Oserei dire che Peter Mettler sia uno di quegli autori cinematografici che per uno o per l’altro motivo conoscono davvero in molti (almeno per sentito dire): che sia per le sue valide riflessioni sulla società contemporanea e sulle ossessioni della stessa, o per la sua continua analisi del ruolo che la tecnologia ricopre nel processo creativo e in molteplici aspetti della nostra vita; che sia per il suo arguto e perspicace mischiarsi e intrecciare il proprio processo creativo cinematografico con altre discipline artistiche e mezzi d’espressione, o semplicemente per i numerosi noti artisti con cui ha collaborato (dal musicista Fred Frith all’autorità in campo teatrale Robert Lapage), o, perché no, forse per la sua quasi bizzarra ossessione per la scienza e i quesiti fondamentali che essa schiude, oppure semplicemente per il fatto che Mettler sia un autore cinematografico unico nel suo genere e profondamente anticonvenzionale.

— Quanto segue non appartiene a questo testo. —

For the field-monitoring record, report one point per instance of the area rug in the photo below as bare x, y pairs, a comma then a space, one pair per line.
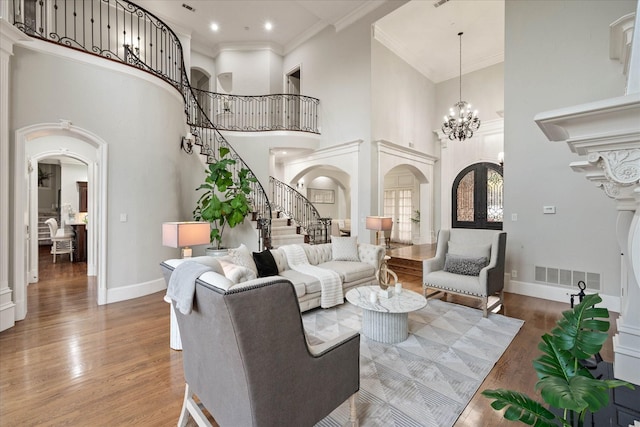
426, 380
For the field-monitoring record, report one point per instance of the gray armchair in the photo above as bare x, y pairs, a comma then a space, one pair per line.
468, 262
247, 360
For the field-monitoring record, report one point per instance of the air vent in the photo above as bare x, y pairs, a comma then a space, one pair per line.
559, 276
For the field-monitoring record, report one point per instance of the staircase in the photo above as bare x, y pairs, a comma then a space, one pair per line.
284, 231
112, 29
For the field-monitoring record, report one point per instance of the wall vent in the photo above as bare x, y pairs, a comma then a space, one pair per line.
559, 276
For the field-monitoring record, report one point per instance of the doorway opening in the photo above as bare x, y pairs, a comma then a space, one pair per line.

Tuttavia, allo stesso tempo, pochissimi lo sanno comprendere.

Nei quasi quattro decenni della sua carriera cinematografica ha infatti generato una produzione selvaggiamente varia e sorprendentemente multiforme, senza trascurare il fatto che sia anche quantitativamente imponente. Dell’unitarietà dei suoi lavori, a prima vista forse non così direttamente (e di certo non intuitivamente) percepibile, ci accorgiamo solamente guardando la sua filmografia alla luce di una sua decisione cruciale e di svolta: quella di continuare a lavorare, per tutta la sua carriera e senza eccezioni, al di fuori degli ambienti di produzione istituzionali, in nome della completa libertà creativa. Mettler ha quindi abbracciato coscientemente la maggiore difficoltà, imprevedibilità e l’impegno richiesto da tali condizioni di produzione. Ed è considerando questo che, volgendoci nuovamente alla totalità delle sue creazioni, vi scorgeremo improvvisamente ciò che da determinati fatti e comportamenti davvero non ci aspetteremmo: resteremo sbalorditi dalla continuità creativa di Mettler nonostante le sue condizioni di produzione non fossero le più incoraggianti, e dalla sua efficienza quasi stacanovista nel realizzare e concretizzare le proprie idee e visioni.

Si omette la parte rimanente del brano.